To reconsider traditional conceptions of democracy, citizenship and publics, we will examine social sites of news media, education, and youth media practices. Students will be familiarized with: key theorists of media and technology (ranging from McLuhan to Baudrillard, and DeBord to Innis); the changing practices of media education and challenges faced in K-12 contexts for media education in a digital age; and historical and contemporary debates about the relationship of diverse news media to democratic aims. We will engage contemporary cross-disciplinary texts to articulate the new philosophies
of knowledge media and design suited to an era of digital culture. We will consider how and when practices of citizen journalism, blogging, and/or social media increase civic engagement and support global social movements. Course texts will include: Media Studies: A Reader (ed. Thornham et al); Digital Media and Democracy, ed Boler (MIT 2008); Hanging Out, Messing Around, and Geeking Out: Kids Living and Learning with New Media, ed Lyman et al (MIT Press/MacArthur Foundation, 2009). Primary coursework includes conducting research on a selected topic through ongoing analysis in a weblog format, and a final project in the form of a 5 minute video, a collective wiki project, or a podcast series.
2009 Course Overview
This class works as a knowledge community to investigate various themes relating to particular knowledge media. We investigate the implications for learning and instruction in the classroom, on the playground, in the museum, online, or anywhere else that learning may happen. We try to make connections to the theoretical foundations from the learning sciences and other disciplines - What is known about how people learn? How can technology expedite learning or knowledge construction?
Each week, we explore a new theme, building on course content left from previous years. In exploring these themes, the class tries to take on the actual media practices that characterize various knowledge media - from wikis to social tagging, to immersive environments, to technology-enhanced learning environments. We then meet and try out some of these practices during class, and discuss the range of issues and opportunities:
- What will emerge as the "culture of classrooms" in the 21st century, and how will technology make an impact? What will the role of the teacher be? How can "smart" educational content and classrooms enable formative assessment and scaffold students in challenging pedagogical designs?

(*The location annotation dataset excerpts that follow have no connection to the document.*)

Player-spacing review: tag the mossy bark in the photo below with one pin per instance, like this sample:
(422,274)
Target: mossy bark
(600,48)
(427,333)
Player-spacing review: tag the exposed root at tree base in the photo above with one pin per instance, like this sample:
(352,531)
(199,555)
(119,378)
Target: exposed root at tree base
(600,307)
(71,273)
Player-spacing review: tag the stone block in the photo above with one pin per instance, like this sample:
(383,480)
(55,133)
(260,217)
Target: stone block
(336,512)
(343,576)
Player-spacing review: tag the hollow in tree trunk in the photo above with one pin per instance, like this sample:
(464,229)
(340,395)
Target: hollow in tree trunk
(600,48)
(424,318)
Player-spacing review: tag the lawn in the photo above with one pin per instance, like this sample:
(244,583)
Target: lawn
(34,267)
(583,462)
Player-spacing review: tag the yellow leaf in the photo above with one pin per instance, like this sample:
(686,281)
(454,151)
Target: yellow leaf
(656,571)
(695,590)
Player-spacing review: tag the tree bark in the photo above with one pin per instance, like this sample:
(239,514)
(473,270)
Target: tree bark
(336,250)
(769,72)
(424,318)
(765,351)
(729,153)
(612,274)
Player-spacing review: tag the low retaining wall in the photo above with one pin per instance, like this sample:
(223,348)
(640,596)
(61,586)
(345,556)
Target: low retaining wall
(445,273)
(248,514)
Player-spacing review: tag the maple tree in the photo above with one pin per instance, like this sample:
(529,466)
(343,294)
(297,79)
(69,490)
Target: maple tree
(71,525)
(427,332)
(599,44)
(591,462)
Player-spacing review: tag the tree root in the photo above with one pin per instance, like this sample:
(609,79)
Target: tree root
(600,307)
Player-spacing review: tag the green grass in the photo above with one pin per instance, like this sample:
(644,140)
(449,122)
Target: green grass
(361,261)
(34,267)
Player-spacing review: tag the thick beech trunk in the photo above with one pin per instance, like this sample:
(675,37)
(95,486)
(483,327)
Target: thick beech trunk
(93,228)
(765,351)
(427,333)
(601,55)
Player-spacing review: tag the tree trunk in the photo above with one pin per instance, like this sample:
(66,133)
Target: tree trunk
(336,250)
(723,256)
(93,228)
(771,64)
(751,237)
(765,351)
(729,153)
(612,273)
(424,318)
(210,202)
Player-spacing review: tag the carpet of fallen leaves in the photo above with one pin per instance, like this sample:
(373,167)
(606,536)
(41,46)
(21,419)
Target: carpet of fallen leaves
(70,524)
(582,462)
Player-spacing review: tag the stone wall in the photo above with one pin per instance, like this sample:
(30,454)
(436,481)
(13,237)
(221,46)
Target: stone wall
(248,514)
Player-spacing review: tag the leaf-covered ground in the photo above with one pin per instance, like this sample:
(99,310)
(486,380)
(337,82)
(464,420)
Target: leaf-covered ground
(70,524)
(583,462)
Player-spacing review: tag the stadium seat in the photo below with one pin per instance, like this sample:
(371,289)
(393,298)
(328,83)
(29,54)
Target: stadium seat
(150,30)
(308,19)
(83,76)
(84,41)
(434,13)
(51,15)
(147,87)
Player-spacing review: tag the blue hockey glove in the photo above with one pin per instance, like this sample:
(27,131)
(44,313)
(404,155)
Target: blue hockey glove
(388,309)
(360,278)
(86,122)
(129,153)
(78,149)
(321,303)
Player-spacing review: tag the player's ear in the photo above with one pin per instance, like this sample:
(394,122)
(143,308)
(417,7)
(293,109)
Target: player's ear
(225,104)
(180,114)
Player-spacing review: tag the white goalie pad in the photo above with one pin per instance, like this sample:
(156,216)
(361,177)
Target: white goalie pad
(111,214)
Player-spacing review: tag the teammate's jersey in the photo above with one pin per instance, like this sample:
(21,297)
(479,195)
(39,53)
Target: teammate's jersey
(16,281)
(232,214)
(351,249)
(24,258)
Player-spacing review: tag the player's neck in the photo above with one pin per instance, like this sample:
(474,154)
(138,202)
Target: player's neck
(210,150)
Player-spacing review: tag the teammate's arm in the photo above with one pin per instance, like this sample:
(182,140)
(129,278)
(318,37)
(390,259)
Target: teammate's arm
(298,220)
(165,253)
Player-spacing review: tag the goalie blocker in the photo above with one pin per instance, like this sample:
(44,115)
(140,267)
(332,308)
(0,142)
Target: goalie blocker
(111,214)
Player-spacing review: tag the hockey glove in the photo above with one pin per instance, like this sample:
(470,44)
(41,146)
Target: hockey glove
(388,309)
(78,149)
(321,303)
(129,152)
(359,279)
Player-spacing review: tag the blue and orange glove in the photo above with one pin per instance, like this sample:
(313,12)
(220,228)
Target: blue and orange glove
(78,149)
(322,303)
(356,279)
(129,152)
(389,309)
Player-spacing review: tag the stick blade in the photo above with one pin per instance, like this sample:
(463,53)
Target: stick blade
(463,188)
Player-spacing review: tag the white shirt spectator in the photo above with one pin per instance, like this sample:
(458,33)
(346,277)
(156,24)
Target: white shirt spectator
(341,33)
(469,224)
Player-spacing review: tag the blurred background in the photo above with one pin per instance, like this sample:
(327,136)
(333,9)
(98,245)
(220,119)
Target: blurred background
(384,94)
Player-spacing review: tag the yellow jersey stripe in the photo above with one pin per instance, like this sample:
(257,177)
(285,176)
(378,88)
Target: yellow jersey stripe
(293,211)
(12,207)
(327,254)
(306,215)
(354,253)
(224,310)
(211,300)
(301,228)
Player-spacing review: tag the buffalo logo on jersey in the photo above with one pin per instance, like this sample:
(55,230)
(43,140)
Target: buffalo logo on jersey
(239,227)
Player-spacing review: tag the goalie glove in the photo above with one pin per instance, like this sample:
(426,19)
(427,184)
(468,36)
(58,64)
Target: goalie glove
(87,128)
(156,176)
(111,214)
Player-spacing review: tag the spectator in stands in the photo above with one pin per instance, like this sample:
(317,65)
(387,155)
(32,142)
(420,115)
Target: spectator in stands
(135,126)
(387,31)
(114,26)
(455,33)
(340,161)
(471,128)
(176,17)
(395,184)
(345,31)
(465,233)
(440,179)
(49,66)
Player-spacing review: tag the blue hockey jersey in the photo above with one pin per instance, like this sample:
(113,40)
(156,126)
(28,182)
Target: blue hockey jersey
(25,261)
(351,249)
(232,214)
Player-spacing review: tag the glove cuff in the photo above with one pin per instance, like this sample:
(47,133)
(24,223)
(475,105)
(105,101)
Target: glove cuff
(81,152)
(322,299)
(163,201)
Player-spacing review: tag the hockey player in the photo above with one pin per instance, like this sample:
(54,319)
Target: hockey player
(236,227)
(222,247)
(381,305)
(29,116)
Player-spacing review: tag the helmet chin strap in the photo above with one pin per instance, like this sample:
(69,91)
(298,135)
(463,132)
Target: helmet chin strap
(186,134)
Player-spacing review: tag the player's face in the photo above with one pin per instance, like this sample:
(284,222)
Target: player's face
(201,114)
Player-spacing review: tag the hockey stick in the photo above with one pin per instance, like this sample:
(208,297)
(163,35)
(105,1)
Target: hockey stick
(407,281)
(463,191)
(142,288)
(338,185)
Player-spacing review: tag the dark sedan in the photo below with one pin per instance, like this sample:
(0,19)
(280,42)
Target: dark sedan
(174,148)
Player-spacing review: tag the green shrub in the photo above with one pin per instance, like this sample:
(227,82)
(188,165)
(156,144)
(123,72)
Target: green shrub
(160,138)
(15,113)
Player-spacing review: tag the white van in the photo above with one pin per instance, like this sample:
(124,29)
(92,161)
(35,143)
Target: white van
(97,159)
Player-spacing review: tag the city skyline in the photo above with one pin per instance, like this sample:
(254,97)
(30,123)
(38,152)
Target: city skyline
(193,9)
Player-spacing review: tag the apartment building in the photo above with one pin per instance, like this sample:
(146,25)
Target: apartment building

- How much information about my health care practices should be available to my smart home?
- How can we learn with others in multi-user virtual environments?
- How can podcasts and streaming video add to my experience in the grocery store, cafe, city streets or classrooms?
- What kinds of applications can we imagine for layered information systems (aka "mash-ups") like Google Earth?
Finally, students work in teams to define a "Design idea" that applies one of the powerful media that we have investigated.
KMD 2004H
Knowledge Media, Culture & Society
2011 Course Description and Draft Syllabus [PDF]
The development and widespread implementation of new technologies is frequently disruptive and controversial, at least in their early days. This is especially so for the most prominent information and communications technologies and related knowledge media, as they inevitably interact with established power relations and communication patterns.
This course examines contemporary controversial technologies in context. Explicitly resisting the conventional but overly simplistic notion of ‘social impacts of technology’, it treats technological development as a complex socio-technical phenomenon with multiple stakeholders vying with each other to shape trajectories of development and to define ‘success’ and ‘failure’.